Imposing a sudden and steep 50% tariff on imported microchips is a significant move with complex implications. Here's a detailed analysis of the likely causal chain of effects over the next two years:

1. **Immediate Impact on Companies:**
   - **Increased Costs:** Companies that rely heavily on microchips, such as computer manufacturers, automakers, and consumer electronics firms, will face significantly higher input costs. This is due to the 50% tariff adding to the expense of importing the necessary chips.
   - **Supply Chain Disruption:** The sudden tariff could disrupt supply chains, as companies may not have ready alternatives to replace imported microchips, leading to potential production delays and reductions in output.

2. **Subsequent Effects on Consumer Prices:**
   - **Higher Consumer Prices:** Manufacturers are likely to pass the increased costs onto consumers, resulting in higher prices for electronics, automobiles, and other goods reliant on microchips. This could lead to decreased demand, as consumers might delay purchases or opt for cheaper alternatives.
   - **Inflationary Pressure:** The hike in prices across significant sectors could contribute to higher inflation rates, affecting the broader economy and consumer purchasing power.

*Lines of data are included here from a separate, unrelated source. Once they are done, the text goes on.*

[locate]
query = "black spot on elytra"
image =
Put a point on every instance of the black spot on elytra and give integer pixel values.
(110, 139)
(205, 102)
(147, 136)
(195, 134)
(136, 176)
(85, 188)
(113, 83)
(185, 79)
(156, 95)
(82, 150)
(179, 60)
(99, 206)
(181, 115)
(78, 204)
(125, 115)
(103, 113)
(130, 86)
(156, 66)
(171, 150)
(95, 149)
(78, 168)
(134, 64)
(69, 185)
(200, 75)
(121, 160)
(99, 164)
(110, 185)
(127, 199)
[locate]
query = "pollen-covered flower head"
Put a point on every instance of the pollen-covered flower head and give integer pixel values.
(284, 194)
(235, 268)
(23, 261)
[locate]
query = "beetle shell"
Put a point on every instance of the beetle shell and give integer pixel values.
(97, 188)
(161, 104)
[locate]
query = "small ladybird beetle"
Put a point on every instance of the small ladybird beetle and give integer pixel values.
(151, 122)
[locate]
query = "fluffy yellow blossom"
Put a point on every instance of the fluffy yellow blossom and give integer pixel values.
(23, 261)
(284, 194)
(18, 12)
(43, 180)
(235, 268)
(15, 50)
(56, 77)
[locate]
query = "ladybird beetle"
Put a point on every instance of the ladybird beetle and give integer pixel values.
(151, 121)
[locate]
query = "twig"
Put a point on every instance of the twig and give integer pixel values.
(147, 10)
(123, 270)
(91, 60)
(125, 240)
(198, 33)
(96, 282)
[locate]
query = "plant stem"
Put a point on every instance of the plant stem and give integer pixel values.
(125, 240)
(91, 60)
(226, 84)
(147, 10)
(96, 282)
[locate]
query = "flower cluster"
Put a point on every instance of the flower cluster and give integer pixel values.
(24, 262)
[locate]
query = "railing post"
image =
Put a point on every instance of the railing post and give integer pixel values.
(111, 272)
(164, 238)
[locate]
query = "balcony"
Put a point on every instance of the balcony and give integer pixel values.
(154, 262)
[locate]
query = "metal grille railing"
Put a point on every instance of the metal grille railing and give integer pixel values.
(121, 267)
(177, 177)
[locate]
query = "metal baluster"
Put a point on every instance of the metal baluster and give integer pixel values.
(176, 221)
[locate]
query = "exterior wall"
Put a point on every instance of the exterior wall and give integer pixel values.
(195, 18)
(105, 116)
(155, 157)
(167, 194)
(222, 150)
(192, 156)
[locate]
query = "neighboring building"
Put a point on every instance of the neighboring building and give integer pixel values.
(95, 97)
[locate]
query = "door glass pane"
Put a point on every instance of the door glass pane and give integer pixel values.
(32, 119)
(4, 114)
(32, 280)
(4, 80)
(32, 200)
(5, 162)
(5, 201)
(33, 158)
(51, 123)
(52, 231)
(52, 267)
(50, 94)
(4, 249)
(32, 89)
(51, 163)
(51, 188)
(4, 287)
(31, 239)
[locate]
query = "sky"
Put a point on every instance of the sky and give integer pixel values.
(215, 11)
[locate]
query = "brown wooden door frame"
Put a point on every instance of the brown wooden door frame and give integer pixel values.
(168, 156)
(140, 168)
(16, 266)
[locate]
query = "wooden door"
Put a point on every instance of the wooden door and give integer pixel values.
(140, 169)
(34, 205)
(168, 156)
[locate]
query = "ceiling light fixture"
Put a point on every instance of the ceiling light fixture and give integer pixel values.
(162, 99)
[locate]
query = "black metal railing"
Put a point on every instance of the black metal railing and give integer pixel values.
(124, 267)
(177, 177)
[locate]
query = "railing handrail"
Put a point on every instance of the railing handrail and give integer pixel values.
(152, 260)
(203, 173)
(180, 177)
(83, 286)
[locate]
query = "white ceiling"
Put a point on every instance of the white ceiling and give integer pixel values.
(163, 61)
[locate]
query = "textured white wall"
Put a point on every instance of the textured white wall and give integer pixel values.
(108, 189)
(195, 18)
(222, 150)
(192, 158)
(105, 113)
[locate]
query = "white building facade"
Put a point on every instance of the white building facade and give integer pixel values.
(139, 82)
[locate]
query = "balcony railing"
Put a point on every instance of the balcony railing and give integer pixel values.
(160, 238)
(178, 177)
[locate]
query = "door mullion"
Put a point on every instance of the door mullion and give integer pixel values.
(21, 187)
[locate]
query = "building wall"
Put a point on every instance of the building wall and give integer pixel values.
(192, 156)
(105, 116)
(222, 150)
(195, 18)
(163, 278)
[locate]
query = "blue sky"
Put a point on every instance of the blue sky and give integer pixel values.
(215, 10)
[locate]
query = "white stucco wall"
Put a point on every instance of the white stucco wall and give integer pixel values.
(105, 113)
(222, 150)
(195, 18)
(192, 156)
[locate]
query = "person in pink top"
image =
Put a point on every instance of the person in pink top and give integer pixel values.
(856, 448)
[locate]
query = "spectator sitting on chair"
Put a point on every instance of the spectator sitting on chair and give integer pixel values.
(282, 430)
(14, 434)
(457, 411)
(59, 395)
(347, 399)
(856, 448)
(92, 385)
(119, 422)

3. **Potential Response from Other Countries:**
   - **Trade Tensions:** The tariff may lead to strained trade relations, especially with countries that are major exporters of microchips. They might retaliate by imposing tariffs on imports from the government imposing the tariff, potentially leading to a trade war.
   - **Supply Chain Shifts:** Other nations may seek to capitalize on the situation by increasing their own microchip production or exporting to different markets, altering global supply chains.

4. **Medium-Term Impact on Domestic Employment:**
   - **Tech Sector Growth:** The tariff, aimed at boosting the domestic tech sector, could incentivize investment in local microchip manufacturing. Over time, this may lead to job creation as new plants and facilities are established. However, this transition may take considerable time due to the complexity and capital-intensive nature of chip manufacturing.
   - **Employment in Dependent Sectors:** Sectors that rely on imported chips might experience job losses or reduced growth due to increased production costs and decreased demand for their products. Companies may either downsize or seek cost-cutting measures to offset the higher prices.
   - **Skills Gap and Training Needs:** Expanding the domestic microchip sector may require a skilled workforce, necessitating government or private sector investment in training programs and education to support reskilling and workforce development.

Overall, while the imposition of the tariff might eventually stimulate the domestic technology industry's growth, the immediate repercussions could include increased consumer prices, strained international relations, and challenges for industries reliant on microchips. The government's role will be crucial in managing these effects through supportive policies, subsidies, and investments in education and infrastructure.